Bobcat Marathon – Proctorville, OH – Blue Ridge Series Day 1

George and Kate Rose are old hands at multiday events.  George was a participant of Mainly Marathons first Dust Bowl series and later wrote a book chronicling the madness.  He and Kate were eventually corralled into administrative roles with them for the next 6 years or so.  And today was their first race run under their own Road To 50 Banner.

It was all impeccably organized which was hardly surprising.

And just as unsurprising was the loop course tradition of the loops being a little long… thus causing the repeated loops to add on over a mile to the marathon distance.  It might have been me – maybe I should have run the tangents better.  But I suspect it was just long.

Round and round I went for 20 loops.  George and Kate innovated off the typical rubber band counting system with an official wrist band chip system.  You had to tap at each end of the loop; seemed to work just fine.

I found myself running pretty consistently for the first ten loops… and then pretty consistently worse thereafter.
Maybe it was the realization that the course was long.  Or the rising sun beating down.
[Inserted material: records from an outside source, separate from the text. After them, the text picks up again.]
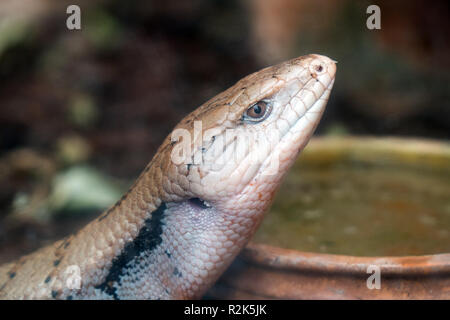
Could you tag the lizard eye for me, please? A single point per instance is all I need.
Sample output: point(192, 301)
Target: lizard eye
point(258, 112)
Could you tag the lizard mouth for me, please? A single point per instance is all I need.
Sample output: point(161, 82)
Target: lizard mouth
point(296, 137)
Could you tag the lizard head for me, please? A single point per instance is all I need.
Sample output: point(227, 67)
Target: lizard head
point(239, 144)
The thunderstorms didn’t arrive until the afternoon and I was thankfully done by then… though the flash floods and hail took a toll on my roadtrip to Point Pleasant, WV.

This small town is perhaps most famous for originating the Mothman sightings.  In the mid 1960s, some locals spotted a winged creature with glowing red eyes.  It chased them at speeds in excess of 100 mph.  Was it a mutant bird due to toxic waste dumping left over from WWII munitions work in nearby Nitro?  Was it an alien?  A harbinger of disaster?  The latter explanation crept up as 13 months after the sighting the Silver Bridge collapsed, killing 46.  The mothman was never seen again in Point Pleasant but was supposedly spotted in Mexico City before a devastating earthquake in 1985… and again in Chernobyl just before its nuclear catastrophe.

Years later, “the Mothman Prophesies” by John A. Keel would help popularize the story… and in 2001 it was adapted into a major motion picture starring Richard Gere… with some notable liberties taken including resetting the bridge collapse of the 1960s in the current era.

Since 2003 there’s been a mothman statue in downtown Point Pleasant.

And since 2006, there’s been the one and only Mothman Museum.  So that’s where I went today, 41 miles from my airbnb.